O triângulo da queda: Rússia, Ucrânia e Kazaquistão.
Uma parte da história é evidente: a Ucrânia é um dos principais exportadores agrícolas, mas dificilmente continuará sendo, uma vez que a Rússia está bombardeando suas linhas férreas e bloqueando os portos do país. Mas há algo mais: a Rússia interrompeu grande parte de suas exportações de grãos para manter baixos os preços no país. Como se fosse pouco, o Kazaquistão, o maior exportador de produtos agrícolas dessa região, seguiu o exemplo russo, não exporta nem um grão de trigo. O comércio mundial de trigo (e de óleo de girassol) virou um caos. Há muitas opiniões, mas a verdade é que ninguém sabe como será o futuro desse grão essencial.
Rússia e China levam quase a zero as exportações de fertilizantes.

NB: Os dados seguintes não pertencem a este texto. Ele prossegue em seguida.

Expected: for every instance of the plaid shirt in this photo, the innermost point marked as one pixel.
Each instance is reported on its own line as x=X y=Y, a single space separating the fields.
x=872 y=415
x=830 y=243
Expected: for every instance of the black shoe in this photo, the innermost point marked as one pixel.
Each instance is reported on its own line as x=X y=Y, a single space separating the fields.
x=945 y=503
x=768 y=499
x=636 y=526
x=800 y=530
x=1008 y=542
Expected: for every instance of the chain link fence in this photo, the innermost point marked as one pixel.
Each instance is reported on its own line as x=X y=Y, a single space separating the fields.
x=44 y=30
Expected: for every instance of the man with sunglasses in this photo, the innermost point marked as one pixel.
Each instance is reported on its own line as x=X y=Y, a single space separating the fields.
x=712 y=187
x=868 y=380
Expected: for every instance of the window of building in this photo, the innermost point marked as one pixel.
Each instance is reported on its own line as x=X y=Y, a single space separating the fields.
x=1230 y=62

O sistema atual de produção de fertilizantes consome muita energia e antes da guerra, a Rússia era o principal exportador do mundo, mas agora levou quase a zero suas exportações desse insumo fundamental. Mas, ao contrário do que muitos apregoam, não se trata apenas da Rússia. Como indica uma nova análise do Instituto Person de Economia Internacional, a China, outro grande produtor de fertilizantes, reduziu enormemente suas exportações. A intenção é a mesma dos russos, impedir preços elevados em seu país. Fertilizante só pode ser produzido em país com fartura de energia. Não dá para pegar uma indústria de fertilizante e colocar em outro país qualquer. Muito menos no Brasil, onde há dificuldades energéticas. Lembrem-se que a fábrica de Três Lagoas dependerá, algum dia, do gás boliviano. Tal como o trigo, a chegada de navios de fertilizantes no Brasil, ainda que aproximadamente 40 navios cheguem em nossos portos, virou uma enorme interrogação. A perspectiva futura é caótica. Quem garante a continuidade das remessa de fertilizantes saídos da Rússia?
A globalização pode sofrer uma grande parada.
A globalização começou com Vasco da Gama assaltando os portos da Índia. Adquirira força com os navios a vapor, estradas de ferro e telégrafo. Nos primeiros anos do século XX, os britânicos já comiam trigo canadense, carne argentina e cordeiro neozelandês. Era uma economia surpreendentemente integrada, graças à tecnologia avançada da época. Logo, a ascensão do totalitarismo político e do protecionismo econômico, acabou com essa grande onda de mundialização. Vieram as guerras e destruíram a globalização. A fome se alastrou. Não havia plantação suficiente para atender o mundo e, ainda muito mais importante: o dinheiro desapareceu.
A globalização depende de estabilidade.
A globalização sempre depende de um entorno geopolítico relativamente estável. Tudo indica que estamos perdendo essa estabilidade tão essencial. Apesar das dificuldades com a quantidade insuficiente de contêineres e do emperramento dos portos, especialmente dos chineses, segue sendo possível comprar aparatos eletrônicos. O que estamos vendo ser duramente golpeado é mais rudimentar, como o comércio de trigo e de fertilizantes. À medida que o mundo se torna um lugar mais perigoso, as coisas que não dávamos importância, como o comércio de alimentos em grande escala, se mostram muito mais frágeis do que pensávamos.